Muitos outros bushmen disseram que querem voltar. Ramsay, o porta-voz do governo, diz que as negociações estão em andamento e o retorno pode acontecer, mas sob condições estritas: o governo não quer permitir a criação de animais domésticos ou a caça de animais selvagens.

"É uma reserva de caça, e esse tem sido o problema desde o início", diz ele.

Desconfiança
A desconfiança complica qualquer negociação. Até hoje, muitos bushmen viveram fora da reserva por uma década ou mais. Eles formam um grupo heterogêneo, com diferentes níveis de educação e emprego e com disputas internas.

O governo está irritado com a intromissão e reprovação de estrangeiros, especialmente da Survival International, organização britânica que reivindica que os bushmen foram expulsos para dar lugar à mineração de diamantes e ao turismo.

A exploração de diamantes realmente já começou na reserva, embora nenhuma mina esteja funcionando neste momento. Existe um pequeno acampamento turístico com uma piscina e dez barracas de lona e seu site menciona uma “caminhada guiada pelos bushmen" , em que os convidados "ganham conhecimentos de vida com a cultura única deste povo fascinante".

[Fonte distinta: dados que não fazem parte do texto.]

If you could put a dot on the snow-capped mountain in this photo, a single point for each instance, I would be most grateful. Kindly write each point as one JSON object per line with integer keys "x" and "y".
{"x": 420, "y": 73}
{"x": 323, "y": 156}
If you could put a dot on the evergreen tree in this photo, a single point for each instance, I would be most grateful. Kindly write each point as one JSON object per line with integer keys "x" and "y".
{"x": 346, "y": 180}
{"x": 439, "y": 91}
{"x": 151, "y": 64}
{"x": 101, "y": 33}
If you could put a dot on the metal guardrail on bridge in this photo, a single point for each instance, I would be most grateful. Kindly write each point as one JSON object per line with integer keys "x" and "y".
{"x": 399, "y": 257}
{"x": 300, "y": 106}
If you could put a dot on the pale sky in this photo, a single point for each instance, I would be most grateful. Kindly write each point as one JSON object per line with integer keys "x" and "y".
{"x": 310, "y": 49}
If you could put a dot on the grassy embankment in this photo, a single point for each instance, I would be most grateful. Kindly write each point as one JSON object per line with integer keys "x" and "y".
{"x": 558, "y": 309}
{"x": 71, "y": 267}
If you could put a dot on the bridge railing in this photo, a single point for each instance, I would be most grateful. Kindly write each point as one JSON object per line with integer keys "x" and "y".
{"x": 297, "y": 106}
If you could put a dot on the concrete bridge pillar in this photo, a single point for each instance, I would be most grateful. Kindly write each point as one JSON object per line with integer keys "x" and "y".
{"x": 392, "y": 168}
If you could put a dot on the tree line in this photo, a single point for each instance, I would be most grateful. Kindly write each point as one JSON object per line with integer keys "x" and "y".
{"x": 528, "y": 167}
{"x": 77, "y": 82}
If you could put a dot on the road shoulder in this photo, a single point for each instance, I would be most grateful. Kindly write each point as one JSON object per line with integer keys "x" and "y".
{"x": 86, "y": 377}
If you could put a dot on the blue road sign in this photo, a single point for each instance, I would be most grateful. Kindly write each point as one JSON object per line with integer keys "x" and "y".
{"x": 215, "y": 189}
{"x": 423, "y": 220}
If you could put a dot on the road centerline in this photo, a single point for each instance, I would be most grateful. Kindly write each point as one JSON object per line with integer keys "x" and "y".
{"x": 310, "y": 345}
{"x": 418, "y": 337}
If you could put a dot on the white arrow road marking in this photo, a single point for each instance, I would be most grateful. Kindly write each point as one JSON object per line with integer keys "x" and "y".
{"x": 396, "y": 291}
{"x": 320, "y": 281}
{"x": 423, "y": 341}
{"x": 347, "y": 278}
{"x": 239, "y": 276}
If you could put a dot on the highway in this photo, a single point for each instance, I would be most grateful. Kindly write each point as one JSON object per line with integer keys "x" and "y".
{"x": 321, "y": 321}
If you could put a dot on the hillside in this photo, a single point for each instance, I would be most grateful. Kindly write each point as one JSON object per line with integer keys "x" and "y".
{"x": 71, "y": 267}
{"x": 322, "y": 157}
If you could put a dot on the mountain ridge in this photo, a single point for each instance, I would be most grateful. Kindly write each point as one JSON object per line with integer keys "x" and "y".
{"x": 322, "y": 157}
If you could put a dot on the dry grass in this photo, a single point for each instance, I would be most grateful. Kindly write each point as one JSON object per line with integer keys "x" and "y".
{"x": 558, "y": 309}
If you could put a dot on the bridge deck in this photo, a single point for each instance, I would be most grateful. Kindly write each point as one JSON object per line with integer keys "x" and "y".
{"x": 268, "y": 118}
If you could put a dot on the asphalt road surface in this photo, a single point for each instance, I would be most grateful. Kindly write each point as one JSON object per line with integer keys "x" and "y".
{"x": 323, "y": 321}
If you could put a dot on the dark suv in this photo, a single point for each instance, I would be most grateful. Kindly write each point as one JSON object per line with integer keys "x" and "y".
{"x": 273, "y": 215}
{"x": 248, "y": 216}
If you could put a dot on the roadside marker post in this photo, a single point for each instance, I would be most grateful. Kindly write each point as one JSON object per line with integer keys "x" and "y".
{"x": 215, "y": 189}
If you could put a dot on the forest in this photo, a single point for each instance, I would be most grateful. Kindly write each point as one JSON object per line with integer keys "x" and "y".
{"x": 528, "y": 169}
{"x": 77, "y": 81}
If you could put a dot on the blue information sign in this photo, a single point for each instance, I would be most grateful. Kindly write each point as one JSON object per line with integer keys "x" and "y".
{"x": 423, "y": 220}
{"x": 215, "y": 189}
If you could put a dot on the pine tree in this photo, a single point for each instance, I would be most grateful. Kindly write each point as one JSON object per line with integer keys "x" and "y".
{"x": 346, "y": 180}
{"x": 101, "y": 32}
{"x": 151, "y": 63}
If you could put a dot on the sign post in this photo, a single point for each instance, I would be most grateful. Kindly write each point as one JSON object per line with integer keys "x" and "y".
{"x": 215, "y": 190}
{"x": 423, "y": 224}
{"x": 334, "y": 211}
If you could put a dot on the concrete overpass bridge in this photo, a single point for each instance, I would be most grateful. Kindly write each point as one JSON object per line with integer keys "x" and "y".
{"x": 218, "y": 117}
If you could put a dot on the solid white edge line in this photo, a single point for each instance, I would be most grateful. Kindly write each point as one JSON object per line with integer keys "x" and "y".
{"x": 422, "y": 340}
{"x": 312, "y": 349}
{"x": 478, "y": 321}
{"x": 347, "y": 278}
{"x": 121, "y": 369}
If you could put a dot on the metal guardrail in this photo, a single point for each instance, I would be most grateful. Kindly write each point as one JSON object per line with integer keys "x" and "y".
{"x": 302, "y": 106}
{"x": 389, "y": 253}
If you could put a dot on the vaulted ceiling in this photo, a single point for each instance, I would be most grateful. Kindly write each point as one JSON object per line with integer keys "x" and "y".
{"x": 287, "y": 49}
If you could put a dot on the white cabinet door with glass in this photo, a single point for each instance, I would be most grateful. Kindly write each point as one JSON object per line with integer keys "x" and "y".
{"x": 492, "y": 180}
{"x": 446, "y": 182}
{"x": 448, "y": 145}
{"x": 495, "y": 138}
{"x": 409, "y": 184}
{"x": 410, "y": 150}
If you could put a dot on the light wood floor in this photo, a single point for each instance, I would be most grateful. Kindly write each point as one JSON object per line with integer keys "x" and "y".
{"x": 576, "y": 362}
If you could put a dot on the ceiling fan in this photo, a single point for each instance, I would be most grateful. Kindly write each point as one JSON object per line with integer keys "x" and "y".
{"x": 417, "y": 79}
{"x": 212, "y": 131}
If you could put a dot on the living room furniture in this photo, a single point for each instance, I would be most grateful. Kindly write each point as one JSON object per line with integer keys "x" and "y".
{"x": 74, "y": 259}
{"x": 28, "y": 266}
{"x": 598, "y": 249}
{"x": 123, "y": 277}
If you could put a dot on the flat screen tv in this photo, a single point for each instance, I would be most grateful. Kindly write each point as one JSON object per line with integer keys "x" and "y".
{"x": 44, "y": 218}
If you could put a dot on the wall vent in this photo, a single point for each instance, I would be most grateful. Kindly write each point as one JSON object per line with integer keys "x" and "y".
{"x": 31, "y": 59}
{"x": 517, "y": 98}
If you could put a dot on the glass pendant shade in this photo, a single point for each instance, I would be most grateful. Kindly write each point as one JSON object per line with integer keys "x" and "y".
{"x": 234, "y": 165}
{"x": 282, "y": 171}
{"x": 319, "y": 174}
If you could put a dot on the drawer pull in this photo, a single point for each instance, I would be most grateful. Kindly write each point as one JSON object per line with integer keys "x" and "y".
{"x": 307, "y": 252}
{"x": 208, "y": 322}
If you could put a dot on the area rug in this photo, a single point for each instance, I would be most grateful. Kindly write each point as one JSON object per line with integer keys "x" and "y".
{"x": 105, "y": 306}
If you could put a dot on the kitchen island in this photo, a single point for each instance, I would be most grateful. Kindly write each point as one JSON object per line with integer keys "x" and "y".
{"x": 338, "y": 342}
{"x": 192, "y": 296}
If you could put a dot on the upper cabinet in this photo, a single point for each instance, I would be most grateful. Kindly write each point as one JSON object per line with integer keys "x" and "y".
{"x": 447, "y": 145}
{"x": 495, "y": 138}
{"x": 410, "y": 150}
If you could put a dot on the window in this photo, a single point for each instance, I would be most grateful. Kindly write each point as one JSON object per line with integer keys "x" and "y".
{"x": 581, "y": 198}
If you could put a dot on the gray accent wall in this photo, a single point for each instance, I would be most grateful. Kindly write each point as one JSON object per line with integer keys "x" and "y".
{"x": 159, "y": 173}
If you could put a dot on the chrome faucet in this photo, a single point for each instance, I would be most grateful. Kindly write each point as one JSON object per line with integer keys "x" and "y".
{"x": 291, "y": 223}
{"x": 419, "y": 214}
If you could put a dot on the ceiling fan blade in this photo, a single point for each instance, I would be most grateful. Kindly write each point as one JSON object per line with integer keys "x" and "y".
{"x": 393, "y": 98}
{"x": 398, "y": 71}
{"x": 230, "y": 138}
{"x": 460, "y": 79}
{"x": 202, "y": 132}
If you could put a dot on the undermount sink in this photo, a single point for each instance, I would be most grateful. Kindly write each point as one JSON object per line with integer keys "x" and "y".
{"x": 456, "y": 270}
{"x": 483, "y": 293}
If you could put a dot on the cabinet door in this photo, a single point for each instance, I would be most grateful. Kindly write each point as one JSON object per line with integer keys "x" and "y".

Nas áreas de reassentamento, a "cultura única" se mistura à cultura familiar dos desalojados. Os indigentes raramente caçam ou colhem frutas. Em vez disso, eles recebem parcelas mensais de farinha de milho, feijão, sorgo, açúcar, chá e óleo de cozinha. As pessoas estão infelizes por serem dependentes; elas estão com raiva por não poderem lutar por mais.

"Fomos despejados aqui e quando tentamos voltar, eles nos param no portão", conta Moscow Galatshipe, um homem de 43 anos, que vive em Kaudwane. "Não há emprego. Vamos todos acabar na prisão por roubar cabritos ".